I just finished reading "A Book of Abstract Algebra" by Charles C. Pinter and, as someone who is studying this independently, I was having some understanding issues and many questions.
1) Does every polynomial of the form $a_0+a_1x+a_2x^2+...+a_nx^n$ have a Galois group that is isomorphic to $S_n$, and therefore there are no radical expressions for the roots of polynomials of degree $>4$ that have nonzero coefficients?? Does the polynomial being irreducible change the answer to the previous question?
2) The book only shows one example of a polynomial not being solvable by radicals, a quintic whose Galois group is isomorphic to $S_5$. Does every Galois group of a polynomial with complex roots have a transposition? Are the permutations of $\pm\sqrt2$ considered a transposition as well?

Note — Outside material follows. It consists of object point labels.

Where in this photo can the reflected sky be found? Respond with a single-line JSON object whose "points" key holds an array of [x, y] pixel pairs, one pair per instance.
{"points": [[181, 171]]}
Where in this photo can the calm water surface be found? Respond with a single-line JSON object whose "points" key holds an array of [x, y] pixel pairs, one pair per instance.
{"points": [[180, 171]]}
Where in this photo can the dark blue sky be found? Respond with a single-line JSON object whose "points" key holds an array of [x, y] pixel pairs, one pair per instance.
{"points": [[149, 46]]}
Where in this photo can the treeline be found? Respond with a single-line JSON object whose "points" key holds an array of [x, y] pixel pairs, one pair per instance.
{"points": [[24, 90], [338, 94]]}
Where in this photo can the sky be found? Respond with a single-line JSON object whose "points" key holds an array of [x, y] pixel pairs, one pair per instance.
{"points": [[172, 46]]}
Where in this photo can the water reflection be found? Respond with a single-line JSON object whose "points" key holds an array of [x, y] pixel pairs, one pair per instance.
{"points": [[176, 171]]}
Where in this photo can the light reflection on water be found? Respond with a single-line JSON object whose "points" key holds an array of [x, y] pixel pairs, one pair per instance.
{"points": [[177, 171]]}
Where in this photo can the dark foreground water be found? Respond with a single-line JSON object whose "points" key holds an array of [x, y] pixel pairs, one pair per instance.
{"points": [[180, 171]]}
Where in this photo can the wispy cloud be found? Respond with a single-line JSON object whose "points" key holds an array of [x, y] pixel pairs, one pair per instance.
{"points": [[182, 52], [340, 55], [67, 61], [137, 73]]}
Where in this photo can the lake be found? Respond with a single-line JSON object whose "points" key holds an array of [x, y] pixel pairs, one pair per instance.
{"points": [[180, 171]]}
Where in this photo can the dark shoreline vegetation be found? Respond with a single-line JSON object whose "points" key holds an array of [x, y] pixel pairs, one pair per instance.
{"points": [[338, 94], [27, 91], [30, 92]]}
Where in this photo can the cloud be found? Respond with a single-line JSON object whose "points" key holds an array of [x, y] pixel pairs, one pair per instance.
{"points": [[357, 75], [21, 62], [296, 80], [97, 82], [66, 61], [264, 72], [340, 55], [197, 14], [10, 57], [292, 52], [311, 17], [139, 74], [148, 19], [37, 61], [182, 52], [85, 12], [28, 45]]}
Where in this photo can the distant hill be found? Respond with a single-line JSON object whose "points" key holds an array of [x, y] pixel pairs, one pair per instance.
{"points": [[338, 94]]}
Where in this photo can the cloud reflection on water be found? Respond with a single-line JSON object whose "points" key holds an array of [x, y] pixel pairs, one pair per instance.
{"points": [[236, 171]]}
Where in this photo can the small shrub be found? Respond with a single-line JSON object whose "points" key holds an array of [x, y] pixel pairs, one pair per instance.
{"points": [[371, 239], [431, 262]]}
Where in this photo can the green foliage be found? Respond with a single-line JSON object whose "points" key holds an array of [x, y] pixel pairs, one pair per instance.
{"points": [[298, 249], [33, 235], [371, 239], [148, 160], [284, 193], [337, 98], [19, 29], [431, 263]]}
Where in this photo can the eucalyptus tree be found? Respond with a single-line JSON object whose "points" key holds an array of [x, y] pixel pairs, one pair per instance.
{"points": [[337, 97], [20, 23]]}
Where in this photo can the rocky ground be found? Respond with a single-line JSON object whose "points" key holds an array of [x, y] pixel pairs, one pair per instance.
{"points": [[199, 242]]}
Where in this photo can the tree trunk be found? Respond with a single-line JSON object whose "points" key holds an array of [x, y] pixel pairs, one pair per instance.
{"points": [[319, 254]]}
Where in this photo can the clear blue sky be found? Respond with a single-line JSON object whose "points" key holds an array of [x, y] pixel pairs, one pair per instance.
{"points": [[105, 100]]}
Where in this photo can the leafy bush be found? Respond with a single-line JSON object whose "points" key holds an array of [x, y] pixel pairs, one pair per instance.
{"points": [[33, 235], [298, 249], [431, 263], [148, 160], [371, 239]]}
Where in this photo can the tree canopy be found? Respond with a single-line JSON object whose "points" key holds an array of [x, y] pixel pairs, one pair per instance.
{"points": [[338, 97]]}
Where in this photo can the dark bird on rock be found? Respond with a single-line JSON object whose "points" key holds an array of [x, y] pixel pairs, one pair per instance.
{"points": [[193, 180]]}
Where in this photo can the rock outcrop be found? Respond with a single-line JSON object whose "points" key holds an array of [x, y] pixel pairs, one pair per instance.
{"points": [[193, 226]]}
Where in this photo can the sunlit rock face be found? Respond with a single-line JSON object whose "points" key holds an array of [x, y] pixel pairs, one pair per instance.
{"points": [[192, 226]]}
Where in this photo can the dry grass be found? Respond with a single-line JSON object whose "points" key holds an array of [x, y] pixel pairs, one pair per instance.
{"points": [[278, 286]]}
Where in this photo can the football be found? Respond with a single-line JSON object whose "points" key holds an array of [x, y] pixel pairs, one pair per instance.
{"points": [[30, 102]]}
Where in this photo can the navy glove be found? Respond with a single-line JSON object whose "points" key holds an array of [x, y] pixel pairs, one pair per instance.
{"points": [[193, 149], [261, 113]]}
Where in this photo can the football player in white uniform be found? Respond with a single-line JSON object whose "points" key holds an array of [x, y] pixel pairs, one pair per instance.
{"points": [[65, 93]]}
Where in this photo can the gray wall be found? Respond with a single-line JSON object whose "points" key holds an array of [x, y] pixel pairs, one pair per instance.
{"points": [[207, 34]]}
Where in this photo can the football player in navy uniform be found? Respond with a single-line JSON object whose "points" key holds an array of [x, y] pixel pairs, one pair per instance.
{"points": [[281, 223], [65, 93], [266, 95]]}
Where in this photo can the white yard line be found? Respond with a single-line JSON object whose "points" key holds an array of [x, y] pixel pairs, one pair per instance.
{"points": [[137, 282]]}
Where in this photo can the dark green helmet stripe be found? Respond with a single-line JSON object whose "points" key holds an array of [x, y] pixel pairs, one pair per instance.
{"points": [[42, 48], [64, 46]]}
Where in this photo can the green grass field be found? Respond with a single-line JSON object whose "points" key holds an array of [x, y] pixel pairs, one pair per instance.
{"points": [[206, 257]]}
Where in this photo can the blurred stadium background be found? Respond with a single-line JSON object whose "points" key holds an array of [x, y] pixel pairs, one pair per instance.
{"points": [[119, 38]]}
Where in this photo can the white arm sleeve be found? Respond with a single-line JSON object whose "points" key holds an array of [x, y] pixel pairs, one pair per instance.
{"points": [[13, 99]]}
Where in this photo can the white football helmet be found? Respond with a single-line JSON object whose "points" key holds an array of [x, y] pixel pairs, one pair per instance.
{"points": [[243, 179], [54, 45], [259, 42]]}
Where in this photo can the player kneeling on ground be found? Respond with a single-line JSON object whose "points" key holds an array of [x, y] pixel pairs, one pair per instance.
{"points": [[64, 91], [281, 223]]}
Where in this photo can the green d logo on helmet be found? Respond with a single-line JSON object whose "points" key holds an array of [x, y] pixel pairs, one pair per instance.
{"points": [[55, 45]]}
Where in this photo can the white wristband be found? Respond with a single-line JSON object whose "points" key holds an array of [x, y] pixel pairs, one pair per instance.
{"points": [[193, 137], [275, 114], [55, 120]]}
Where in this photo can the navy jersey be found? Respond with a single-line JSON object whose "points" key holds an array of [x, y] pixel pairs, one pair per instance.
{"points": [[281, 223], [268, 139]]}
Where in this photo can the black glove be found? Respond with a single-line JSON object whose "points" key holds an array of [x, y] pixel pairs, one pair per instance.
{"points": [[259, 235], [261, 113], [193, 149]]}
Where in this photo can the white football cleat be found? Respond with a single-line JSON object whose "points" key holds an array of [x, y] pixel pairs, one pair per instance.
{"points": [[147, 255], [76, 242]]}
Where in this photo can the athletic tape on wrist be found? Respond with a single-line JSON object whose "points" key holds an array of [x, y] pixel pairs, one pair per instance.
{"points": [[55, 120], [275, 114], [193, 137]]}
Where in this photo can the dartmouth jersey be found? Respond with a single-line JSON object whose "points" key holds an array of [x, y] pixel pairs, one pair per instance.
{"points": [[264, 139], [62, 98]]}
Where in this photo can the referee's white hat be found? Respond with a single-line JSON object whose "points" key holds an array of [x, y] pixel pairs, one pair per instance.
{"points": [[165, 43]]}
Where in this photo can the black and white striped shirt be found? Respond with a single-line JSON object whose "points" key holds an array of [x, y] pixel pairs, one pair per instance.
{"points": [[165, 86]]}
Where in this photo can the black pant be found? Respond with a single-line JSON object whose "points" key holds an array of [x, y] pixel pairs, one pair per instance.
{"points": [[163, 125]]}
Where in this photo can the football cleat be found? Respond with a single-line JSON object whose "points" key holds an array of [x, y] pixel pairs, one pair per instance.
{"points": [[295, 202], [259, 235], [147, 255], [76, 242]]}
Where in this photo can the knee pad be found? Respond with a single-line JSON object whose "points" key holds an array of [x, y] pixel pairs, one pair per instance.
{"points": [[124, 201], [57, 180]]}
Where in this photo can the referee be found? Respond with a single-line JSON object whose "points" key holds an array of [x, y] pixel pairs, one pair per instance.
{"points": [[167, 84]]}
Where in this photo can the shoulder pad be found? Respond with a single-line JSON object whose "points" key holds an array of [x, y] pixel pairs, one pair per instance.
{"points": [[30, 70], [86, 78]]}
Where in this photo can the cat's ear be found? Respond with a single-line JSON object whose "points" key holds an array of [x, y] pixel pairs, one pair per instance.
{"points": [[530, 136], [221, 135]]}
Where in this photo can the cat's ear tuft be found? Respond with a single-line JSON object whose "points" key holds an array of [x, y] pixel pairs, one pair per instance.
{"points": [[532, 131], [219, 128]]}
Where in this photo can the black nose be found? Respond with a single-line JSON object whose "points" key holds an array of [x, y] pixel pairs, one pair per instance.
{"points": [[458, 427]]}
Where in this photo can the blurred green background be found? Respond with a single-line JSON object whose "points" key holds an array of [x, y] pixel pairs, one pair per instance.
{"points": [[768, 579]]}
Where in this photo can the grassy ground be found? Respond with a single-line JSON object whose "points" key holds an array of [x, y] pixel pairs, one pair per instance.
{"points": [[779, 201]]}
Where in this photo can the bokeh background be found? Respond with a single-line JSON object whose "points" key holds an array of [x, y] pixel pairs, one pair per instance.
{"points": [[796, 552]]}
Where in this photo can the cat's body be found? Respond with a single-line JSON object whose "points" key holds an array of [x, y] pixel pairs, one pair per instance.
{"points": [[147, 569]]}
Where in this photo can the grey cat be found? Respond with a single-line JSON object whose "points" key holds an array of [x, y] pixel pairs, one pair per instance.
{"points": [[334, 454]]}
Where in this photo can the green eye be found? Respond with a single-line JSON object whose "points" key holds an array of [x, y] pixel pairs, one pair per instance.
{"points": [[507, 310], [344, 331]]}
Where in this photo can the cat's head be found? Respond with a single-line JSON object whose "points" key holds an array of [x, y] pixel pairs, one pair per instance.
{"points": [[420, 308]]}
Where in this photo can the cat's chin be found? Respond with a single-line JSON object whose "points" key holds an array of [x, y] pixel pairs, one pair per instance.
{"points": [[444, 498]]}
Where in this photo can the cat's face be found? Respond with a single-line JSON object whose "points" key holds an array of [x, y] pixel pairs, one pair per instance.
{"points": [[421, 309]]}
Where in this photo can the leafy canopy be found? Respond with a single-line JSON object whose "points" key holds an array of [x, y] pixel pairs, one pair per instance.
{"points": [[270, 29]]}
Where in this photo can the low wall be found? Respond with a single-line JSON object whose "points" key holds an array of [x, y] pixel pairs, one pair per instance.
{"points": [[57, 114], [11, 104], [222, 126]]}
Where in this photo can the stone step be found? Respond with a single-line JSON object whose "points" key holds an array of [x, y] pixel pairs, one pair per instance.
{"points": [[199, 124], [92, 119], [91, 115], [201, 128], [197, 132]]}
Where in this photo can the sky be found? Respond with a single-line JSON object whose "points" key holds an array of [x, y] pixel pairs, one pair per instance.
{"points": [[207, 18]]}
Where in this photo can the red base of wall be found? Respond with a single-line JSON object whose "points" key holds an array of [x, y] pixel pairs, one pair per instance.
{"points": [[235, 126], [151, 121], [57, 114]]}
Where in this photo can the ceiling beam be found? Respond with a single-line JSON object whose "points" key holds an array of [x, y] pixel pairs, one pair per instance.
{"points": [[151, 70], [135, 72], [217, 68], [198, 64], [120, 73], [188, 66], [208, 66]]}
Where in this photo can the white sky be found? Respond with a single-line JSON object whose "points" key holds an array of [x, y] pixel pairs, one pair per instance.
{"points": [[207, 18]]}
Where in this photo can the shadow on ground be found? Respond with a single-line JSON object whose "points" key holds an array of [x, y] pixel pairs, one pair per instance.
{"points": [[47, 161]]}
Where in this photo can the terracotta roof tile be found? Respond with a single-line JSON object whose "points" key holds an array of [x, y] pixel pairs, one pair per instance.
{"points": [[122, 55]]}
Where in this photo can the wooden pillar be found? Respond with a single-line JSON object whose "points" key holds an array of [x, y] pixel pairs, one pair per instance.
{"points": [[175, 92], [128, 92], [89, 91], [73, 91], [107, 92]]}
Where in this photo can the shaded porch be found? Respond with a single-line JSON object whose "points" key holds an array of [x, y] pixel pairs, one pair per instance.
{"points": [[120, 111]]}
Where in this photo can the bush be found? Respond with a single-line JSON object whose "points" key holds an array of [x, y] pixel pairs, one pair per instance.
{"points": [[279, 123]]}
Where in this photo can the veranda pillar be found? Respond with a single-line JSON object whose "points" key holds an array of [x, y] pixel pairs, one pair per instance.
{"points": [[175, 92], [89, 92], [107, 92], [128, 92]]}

3) Finally, I've seen this question, the querstion, asked in some form but I've never seen it asked and answered fully. How, given a polynomial of degree n, can I determine the Galois group and therefore determine if it is solvable by radicals? From what I've read/seen, it seems to be a logical trial and error but I haven't seen any methods of doing so. Is there a method, besides trying to reason through it? If there isn't, are there any readings/exercises I can do to check if polynomials are solvable by radicals or if groups are solvable? I realize I must get more comfortable with the common group types. Any input would be great.
I apologize if this question is an amateur question, but I've only been studying this book for a couple months. I'm going to move on to Basic Algebra I to solidify my knowledge and understanding, and eventually go on to Abstract Algebra by Dummit and Foote (which I hear is the "holy grail" in this subject), but I'm open to any suggestions you might have/what you did that helped you learn Algebra.